Despite a flurry of U.S. media interest in recent days, few westerners, like most Japanese, know much about the Tokyo air raids, though they took place over 100 nights culminating in the horrors of March 10 and ended up displacing more than five million people.
They should consider what happened that night to better understand that it is possible for conventional bombing to be as lethal as a nuclear bomb, as well as to consider the dreadful moral questions that arise when a crushing attack on civilians might stop a conflict before there are even more casualties.

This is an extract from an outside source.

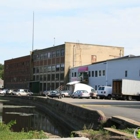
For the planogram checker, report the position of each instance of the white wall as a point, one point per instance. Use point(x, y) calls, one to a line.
point(114, 69)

My father had strong views on the subject. When the war in Europe ended for him in Germany, he voluntarily returned to Canada ahead of his regiment to remuster for combat duty in the Pacific.
When he heard the Americans had bombed Hiroshima with a powerful new bomb, he described it as the best news he’d heard since enlisting. He reckoned there would be no need to invade Japan with the terrible number of casualties that that would involve.
It turned out he was right. Japan finally surrendered.